As the days shorten and temperatures drop, many of you start to assume that due to decreasing quality of the grass it is safe for your lamintic horse or pony to go back out to their paddock, however beware this may not be the case! There also several key points to remember when managing your laminitic during colder temperatures ahead.First of all, even as pastures appear to be losing their lush green colours, it is impossible to know what levels of water soluble carbohydrates (WSC) are contained, in fact we often experience what many refer to as an ‘Autumn Flush’. Additionally turning out on grass that has been exposed to cold temperatures in conjunction with bright sunlight i.e. sunny frosty mornings, should be avoided, as these conditions can result in especially high levels of WSC. For this reason we recommend continuing to restrict access by making use of stables/menages/bark paddocks, strip grazing or a grazing muzzle, so long as there is a sufficient covering of grass.

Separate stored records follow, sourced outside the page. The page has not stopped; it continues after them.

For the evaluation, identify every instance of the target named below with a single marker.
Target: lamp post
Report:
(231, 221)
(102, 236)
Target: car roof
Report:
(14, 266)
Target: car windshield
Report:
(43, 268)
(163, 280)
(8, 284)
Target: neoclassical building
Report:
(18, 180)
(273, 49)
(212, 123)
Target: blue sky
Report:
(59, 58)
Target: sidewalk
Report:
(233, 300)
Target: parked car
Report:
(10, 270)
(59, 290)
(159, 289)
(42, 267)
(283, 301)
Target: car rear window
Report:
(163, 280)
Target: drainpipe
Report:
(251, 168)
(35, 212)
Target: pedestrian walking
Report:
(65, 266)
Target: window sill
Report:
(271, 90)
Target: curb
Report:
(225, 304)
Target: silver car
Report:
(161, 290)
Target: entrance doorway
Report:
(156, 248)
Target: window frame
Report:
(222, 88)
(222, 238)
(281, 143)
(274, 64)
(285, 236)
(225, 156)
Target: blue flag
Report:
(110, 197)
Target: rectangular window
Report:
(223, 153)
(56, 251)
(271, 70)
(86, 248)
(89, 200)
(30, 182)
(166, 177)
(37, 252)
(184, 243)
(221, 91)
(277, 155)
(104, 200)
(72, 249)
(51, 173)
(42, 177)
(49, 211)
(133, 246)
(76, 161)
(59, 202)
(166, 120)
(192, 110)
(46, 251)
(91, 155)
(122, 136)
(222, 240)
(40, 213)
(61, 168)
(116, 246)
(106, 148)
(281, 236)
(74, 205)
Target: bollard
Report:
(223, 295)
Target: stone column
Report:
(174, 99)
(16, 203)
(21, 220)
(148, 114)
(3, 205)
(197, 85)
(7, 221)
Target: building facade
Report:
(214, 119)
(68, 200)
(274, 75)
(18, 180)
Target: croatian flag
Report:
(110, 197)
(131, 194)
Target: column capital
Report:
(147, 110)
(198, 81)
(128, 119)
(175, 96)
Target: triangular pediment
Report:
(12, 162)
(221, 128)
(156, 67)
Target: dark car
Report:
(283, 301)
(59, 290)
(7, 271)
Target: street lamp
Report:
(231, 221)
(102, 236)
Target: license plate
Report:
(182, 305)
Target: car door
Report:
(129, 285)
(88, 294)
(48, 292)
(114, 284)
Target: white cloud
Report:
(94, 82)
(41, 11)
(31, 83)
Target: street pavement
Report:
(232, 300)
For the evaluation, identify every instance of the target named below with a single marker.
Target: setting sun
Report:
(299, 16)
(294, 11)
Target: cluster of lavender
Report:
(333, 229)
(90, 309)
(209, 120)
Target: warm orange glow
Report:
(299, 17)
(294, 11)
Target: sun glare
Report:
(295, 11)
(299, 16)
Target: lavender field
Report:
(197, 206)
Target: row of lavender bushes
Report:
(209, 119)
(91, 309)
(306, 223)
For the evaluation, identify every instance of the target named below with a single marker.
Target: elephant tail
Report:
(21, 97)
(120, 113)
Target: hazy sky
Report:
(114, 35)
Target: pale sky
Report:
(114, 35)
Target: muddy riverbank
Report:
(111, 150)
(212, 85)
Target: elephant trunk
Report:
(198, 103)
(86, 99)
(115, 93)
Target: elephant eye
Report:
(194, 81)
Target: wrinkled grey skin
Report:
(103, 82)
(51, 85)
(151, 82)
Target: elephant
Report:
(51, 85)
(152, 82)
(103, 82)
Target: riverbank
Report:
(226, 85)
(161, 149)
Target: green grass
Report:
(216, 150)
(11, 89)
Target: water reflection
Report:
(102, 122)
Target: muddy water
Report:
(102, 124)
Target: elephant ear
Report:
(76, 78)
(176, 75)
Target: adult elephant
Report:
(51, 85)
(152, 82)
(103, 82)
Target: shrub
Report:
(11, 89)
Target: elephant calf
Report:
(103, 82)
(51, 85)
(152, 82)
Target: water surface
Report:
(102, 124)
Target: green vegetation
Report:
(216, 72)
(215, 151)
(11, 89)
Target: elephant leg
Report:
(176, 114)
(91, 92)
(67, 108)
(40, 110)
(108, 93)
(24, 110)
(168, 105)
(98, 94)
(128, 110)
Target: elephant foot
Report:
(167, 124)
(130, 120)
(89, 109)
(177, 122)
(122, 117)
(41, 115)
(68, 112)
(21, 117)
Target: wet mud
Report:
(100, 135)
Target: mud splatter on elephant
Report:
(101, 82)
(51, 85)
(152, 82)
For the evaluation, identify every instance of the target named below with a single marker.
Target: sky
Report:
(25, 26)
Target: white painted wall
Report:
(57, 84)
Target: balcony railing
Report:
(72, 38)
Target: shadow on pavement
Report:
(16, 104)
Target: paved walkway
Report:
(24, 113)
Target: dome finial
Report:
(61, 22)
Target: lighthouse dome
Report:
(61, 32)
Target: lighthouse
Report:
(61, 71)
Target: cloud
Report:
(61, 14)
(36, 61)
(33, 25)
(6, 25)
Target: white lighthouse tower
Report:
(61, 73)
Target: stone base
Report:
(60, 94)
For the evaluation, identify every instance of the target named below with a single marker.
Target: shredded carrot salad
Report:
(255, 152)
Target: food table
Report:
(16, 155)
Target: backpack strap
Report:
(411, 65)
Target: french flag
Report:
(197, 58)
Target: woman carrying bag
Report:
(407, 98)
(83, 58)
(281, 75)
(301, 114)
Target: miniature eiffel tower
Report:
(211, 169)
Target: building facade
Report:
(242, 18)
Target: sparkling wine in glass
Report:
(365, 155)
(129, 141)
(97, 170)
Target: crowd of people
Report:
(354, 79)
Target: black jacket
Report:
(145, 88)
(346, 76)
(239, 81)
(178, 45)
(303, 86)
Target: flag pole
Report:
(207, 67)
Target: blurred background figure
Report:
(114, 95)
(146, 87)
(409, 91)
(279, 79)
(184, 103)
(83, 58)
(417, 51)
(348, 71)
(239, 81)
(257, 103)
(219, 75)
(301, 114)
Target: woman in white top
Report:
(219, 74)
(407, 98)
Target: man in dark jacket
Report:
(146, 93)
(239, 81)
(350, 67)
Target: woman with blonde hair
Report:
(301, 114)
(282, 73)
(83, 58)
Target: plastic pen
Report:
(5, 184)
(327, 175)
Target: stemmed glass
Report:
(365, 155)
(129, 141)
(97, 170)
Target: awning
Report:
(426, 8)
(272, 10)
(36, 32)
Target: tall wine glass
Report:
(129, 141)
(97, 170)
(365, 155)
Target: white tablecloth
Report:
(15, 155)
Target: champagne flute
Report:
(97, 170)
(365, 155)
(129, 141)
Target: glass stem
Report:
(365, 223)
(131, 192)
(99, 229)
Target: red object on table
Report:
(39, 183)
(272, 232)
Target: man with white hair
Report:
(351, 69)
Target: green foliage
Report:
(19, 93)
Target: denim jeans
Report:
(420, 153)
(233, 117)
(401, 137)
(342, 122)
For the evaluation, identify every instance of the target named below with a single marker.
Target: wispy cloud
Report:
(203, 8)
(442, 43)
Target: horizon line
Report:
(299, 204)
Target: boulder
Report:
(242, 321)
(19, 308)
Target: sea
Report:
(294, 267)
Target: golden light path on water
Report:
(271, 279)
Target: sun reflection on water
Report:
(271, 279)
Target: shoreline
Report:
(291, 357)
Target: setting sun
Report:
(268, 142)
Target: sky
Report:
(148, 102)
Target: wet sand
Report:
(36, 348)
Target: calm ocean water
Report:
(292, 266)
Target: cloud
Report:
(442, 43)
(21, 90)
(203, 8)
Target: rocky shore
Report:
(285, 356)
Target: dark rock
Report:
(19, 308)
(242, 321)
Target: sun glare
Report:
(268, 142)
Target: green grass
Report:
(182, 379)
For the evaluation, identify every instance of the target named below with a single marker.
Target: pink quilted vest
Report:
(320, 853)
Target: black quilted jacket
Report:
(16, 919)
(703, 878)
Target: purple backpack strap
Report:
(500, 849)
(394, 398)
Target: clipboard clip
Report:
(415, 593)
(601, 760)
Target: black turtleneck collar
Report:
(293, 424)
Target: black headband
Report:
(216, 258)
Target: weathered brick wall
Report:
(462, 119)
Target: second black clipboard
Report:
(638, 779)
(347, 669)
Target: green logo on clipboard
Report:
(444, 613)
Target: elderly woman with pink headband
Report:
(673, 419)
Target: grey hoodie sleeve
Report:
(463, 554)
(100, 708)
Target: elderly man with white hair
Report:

Providing a balanced diet is key for any horse or pony, so it is vital to ensure they are receiving the correct levels of vitamins, minerals and quality proteins. If maintaining weight on forage alone (grass/soaked hay), provide a balancer, a small nutrient dense pellet which contains a negligible level of calories, starch and sugar. If on the other hand your horse needs the help of a hard feed to maintain weight, consider a fibre or cube suitable for laminitics with added nutrients. Remember, even in Spring/Summer months, we cannot be sure what level of vitamins, minerals and quality proteins our horses and ponies are receiving, therefore feeding a balancer if providing less than the recommended amount of feed, is still advisable.
Secondly when continuing to turn out onto bare paddocks or strip grazing, these areas can quickly become bogged down with mud. In the wild, horses would roam the land continually, foraging for food, it is important therefore to provide continual access to forage. For our laminitics this involves offering either soaked hay or alternatively a suitable hay replacer such as SPILLERS HAPPY HOOF®/SPILLERS HAPPY HOOF® Molasses Free. All horses and ponies require a minimum of 1.5% (dry matter) of their bodyweight in forage per day, however it is difficult for us to know how much of this ration is being consumed as grass. As a guide, when being stabled for 12 hours, offer a minimum of half this ration, but those prone to weight loss may require more and of course when stabling for longer periods, a larger quantity will be required.
Finally, winter can provide the perfect opportunity for those horses and ponies who have been doing a little too well in warmer months to finally shed some extra pounds. If your laminitic does in fact struggle to maintain weight however, harsher conditions can pose a problem. Start by checking that you are feeding the recommended ration of your horse’s current feed as a simple increase may be all that is required. If this isn’t enough however, look for a feed with higher level of digestible energy and protein but always avoid cereal based feeds with high starch content and opt for fibre and oil instead.
This autumn, as we start cooking up soups and stews for ourselves, there are several points that need to be considered when considering your lamintic’s winter diet. Taking these steps now however will hopefully avoid any set backs for next spring!